Tratamento conservador
A primeira linha de tratamento do lipedema é o chamado tratamento conservador, que vai controlar a inflamação que caracteriza esta doença. O diretor do Instituto Português do Lipedema, Jesús Olivas Menayo, diz que há 3D, essenciais: dieta, desporto e descanso.
“Uma alimentação anti-inflamatória; a prática de desporto, que promove aumento do gasto calórico, diminui a capacidade do depósito para armazenar a gordura, além de aumentar a massa muscular e ser a melhor forma de drenar as pernas; e o descanso são fundamentais. A estas juntam-se ainda a fisioterapia, com a drenagem manual linfática, que previne e melhora a fibrose. É importante que as doentes incluam práticas de bem-estar na sua rotina”, explica o cirurgião plástico.
O tratamento conservador “melhora a qualidade de vida e diminui as dores”, afirma a cirurgiã vascular Joana de Carvalho, que adianta ainda que, em alguns casos, pode também ser indicada alguma terapêutica farmacológica.
Alimentação anti-inflamatória
Joana Carvalho, médica especialista em Angiologia e Cirurgia Vascular, aconselha sempre uma avaliação nutricional no início do tratamento e ter acompanhamento, durante algum tempo para identificar problema que possam existir.
“A alimentação ideal varia de pessoa para pessoa, pois todos respondemos de forma diferente, mas, quando falamos de lipedema, visa-se abolir os alimentos processados e ultraprocessados. Deve-se privilegiar as hortícolas e a fruta.
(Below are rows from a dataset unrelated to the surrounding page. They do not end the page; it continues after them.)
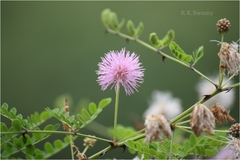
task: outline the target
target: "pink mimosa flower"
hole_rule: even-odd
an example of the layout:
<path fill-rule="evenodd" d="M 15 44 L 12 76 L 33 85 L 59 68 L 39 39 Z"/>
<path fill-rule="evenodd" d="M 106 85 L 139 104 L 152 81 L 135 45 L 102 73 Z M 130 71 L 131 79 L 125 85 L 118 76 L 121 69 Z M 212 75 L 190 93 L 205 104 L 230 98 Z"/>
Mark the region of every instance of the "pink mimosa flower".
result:
<path fill-rule="evenodd" d="M 139 62 L 139 56 L 135 53 L 130 54 L 123 48 L 120 52 L 110 51 L 102 57 L 102 62 L 98 64 L 99 70 L 97 82 L 102 90 L 112 84 L 112 87 L 124 87 L 127 95 L 137 91 L 139 83 L 143 83 L 144 68 Z M 112 88 L 111 87 L 111 88 Z"/>

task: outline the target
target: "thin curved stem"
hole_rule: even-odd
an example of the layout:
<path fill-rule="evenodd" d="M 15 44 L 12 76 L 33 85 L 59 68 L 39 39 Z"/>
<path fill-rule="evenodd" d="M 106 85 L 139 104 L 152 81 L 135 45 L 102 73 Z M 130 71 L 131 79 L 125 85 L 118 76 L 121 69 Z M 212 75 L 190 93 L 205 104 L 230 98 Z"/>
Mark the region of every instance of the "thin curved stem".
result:
<path fill-rule="evenodd" d="M 129 35 L 126 35 L 126 34 L 124 34 L 124 33 L 119 32 L 119 31 L 114 31 L 114 30 L 112 30 L 112 29 L 110 29 L 110 28 L 106 28 L 106 30 L 107 30 L 109 33 L 116 34 L 116 35 L 118 35 L 118 36 L 120 36 L 120 37 L 122 37 L 122 38 L 135 41 L 135 42 L 137 42 L 137 43 L 139 43 L 139 44 L 141 44 L 141 45 L 143 45 L 143 46 L 151 49 L 152 51 L 155 51 L 155 52 L 157 52 L 157 53 L 160 53 L 162 56 L 164 56 L 164 57 L 166 57 L 166 58 L 168 58 L 168 59 L 170 59 L 170 60 L 172 60 L 172 61 L 175 61 L 175 62 L 177 62 L 177 63 L 179 63 L 179 64 L 181 64 L 181 65 L 183 65 L 183 66 L 185 66 L 185 67 L 191 68 L 194 72 L 196 72 L 197 74 L 199 74 L 201 77 L 205 78 L 207 81 L 209 81 L 210 83 L 214 84 L 214 82 L 213 82 L 211 79 L 209 79 L 208 77 L 206 77 L 204 74 L 202 74 L 202 73 L 201 73 L 200 71 L 198 71 L 197 69 L 193 68 L 190 64 L 184 63 L 184 62 L 182 62 L 182 61 L 180 61 L 180 60 L 178 60 L 178 59 L 176 59 L 176 58 L 174 58 L 174 57 L 172 57 L 172 56 L 167 55 L 166 53 L 158 50 L 157 48 L 154 48 L 153 46 L 145 43 L 144 41 L 138 39 L 137 37 L 131 37 L 131 36 L 129 36 Z"/>
<path fill-rule="evenodd" d="M 118 103 L 119 103 L 119 83 L 116 85 L 116 99 L 115 99 L 115 111 L 114 111 L 114 126 L 113 126 L 113 143 L 116 142 L 117 137 L 117 118 L 118 118 Z"/>
<path fill-rule="evenodd" d="M 81 134 L 81 133 L 74 133 L 74 132 L 66 132 L 66 131 L 49 131 L 49 130 L 27 130 L 27 131 L 11 131 L 11 132 L 1 132 L 1 135 L 7 135 L 7 134 L 26 134 L 26 133 L 50 133 L 50 134 L 68 134 L 68 135 L 77 135 L 81 137 L 88 137 L 97 139 L 99 141 L 104 142 L 111 142 L 111 140 L 99 138 L 91 135 Z"/>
Depois, cada pessoa terá o seu gatilho, numa é o glúten, noutras os laticínios. A carne vermelha também tende a ser inflamatória, tal como o álcool e os açúcares refinados”, explica.
Relevante, continua a médica, é adequar ao gosto, conveniência e ao ritmo de vida do dia a dia. Jesús Olivas Menayo sallienta que é uma reeducação alimentar.
A cirurgia
Quando o tratamento conservador não surte efeito ou não é suficiente, recorre-se à cirurgia. “É uma cirurgia de redução do lipedema, é uma lipoaspiração com algumas características muito próprias para o tratamento desta doença”, explica Joana Carvalho, médica especialista em Cirurgia Vascular.
“O objetivo principal é, por um lado, conseguir quebrar as células de gordura, porque é uma gordura bastante diferente da habitual, é mais fibrosa e mais aderente, logo é mais difícil aspirar”, continua a médica. É usada então, como diz Jesús Olivas Menayo, cirurgião plástico, “uma lipoaspiração PAL supertumescente e/ou assistida por água sob pressão (Water-Jet Assisted Liposuction W.A.L.). O número de intervenções depende do volume de gordura a ser retirado, sendo comum a realização de duas a seis intervenções, com um tempo mínimo entre cada intervenção de um a seis meses”.